Mixed Feelings on 24Kpwn

The iPhone dev team announced a few days ago that the jailbreak technique they discovered for the 2nd gen iPod touch will likely work on the new iPhone 3G S. At first I was excited to hear about this.. If they can jailbreak it then it’s only a matter of time until they publish an unlock and I can go back to T-Mobile prepaid. This would save me over $1000 over the next two years. As an iPhone user this is great news.

But as an iPhone developer, this is very sad news. If you can jailbreak your phone then you can run unsigned code on it, which means you’ll be able to pirate games on the 3G S.

Now I’m not someone to whine about piracy. That would make me a massive hypocrite. But growing up in an age when tty spoofing and blue boxes still worked has given me a bit of a nuanced view on piracy (and security systems in general). I don’t think it should be illegal for people hack systems in order to gain greater access to them, or to utilize the fruits of their work to break intellectual property laws (which need overhauling anyways). But I do think it should be the right of intellectual property holders and security system developers to do everything they can to prevent people from gaining access to their systems and utilizing their work in new and different ways than they intended.
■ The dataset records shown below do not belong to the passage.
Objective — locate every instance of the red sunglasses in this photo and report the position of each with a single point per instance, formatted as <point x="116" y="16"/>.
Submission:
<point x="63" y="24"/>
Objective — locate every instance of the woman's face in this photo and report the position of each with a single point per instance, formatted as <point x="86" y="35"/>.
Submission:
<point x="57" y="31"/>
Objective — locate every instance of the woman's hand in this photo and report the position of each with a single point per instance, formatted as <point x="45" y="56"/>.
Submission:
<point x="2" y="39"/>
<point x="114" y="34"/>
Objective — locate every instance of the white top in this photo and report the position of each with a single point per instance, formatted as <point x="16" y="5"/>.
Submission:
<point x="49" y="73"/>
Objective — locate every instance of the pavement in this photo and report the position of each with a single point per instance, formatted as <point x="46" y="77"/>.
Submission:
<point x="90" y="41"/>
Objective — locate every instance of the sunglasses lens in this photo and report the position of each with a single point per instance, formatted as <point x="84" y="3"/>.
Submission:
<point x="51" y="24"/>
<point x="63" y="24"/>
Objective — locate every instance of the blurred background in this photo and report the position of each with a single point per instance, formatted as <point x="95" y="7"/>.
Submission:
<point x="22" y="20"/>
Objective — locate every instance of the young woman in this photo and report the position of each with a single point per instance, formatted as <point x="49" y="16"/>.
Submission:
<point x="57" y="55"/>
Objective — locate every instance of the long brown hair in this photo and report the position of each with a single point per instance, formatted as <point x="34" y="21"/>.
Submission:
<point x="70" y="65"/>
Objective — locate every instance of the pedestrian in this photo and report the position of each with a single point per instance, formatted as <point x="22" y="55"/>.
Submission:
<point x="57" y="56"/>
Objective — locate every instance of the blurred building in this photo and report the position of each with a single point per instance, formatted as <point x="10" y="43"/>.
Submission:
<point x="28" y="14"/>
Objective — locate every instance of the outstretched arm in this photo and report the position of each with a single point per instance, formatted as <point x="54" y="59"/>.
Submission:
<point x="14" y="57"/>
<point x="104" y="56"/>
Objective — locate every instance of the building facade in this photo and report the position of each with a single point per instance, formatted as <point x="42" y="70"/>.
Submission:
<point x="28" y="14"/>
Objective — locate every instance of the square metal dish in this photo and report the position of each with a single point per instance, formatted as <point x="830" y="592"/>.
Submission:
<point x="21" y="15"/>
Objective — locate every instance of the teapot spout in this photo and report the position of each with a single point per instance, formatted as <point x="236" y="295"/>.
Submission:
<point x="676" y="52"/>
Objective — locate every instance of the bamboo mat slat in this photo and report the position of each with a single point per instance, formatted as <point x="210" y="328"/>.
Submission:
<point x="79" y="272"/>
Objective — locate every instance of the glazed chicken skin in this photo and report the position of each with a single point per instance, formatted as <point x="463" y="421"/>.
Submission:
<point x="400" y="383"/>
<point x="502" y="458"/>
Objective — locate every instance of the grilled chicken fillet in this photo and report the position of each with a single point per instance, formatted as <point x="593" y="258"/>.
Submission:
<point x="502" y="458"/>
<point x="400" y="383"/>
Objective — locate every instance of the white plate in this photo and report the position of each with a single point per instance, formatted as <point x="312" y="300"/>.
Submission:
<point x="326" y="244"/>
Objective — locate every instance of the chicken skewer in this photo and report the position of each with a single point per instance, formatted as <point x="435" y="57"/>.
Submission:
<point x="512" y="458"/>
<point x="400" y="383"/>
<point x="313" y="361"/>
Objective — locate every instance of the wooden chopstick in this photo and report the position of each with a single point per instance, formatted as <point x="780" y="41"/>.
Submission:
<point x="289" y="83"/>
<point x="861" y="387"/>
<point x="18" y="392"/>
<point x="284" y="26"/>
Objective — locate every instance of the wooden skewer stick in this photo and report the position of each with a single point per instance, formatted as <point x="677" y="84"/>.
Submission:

So back when Apple first launched the App Store it was happy days for everyone. You could run homebrew code unsigned using a variety of pwn tools, but you could also pay for software through the App Store–and this paid software could only be ran on devices that it was digitally signed to run on. But then the hackers figured out a way to effectively unsign signed apps and then you could run a paid application on any phone. I’m not saying this is wrong. It’s just sad that Apple’s encryption was defeated.

I was hoping the 3G S would turn the tides back in the IP holder’s favor, making it impossible–at least for a short time–to run apps that weren’t signed specifically for you on your phone. I mean, eventually it needs to happen (duh!) but I was hoping it would be another year, or at least another 6-9 months.

So I have mixed feelings. I wish they would release a baseband exploit that frees us from the tyranny of AT&T and not a jailbreak that allows people to pirate my one dollar game. But I seriously doubt the holders of these exploits will be that generous. 🙂

Update: Shoutout to the guys on the iPhone Games Network who discussed this post on a recent podcast. I wouldn’t quite say I’m “pleading” with the hacker community to not release a jailbreak (afaik you need the jailbreak in order to apply the baseband exploit anyways), I’m just saying it would be incredibly awesome of them to release a baseband crack that doesn’t jailbreak your phone. 🙂 And quite honestly, I think Apple would feel the same way. They probably hate AT&T more than the rest of us combined–it was pretty obvious in their WWDC talks there was some friction there.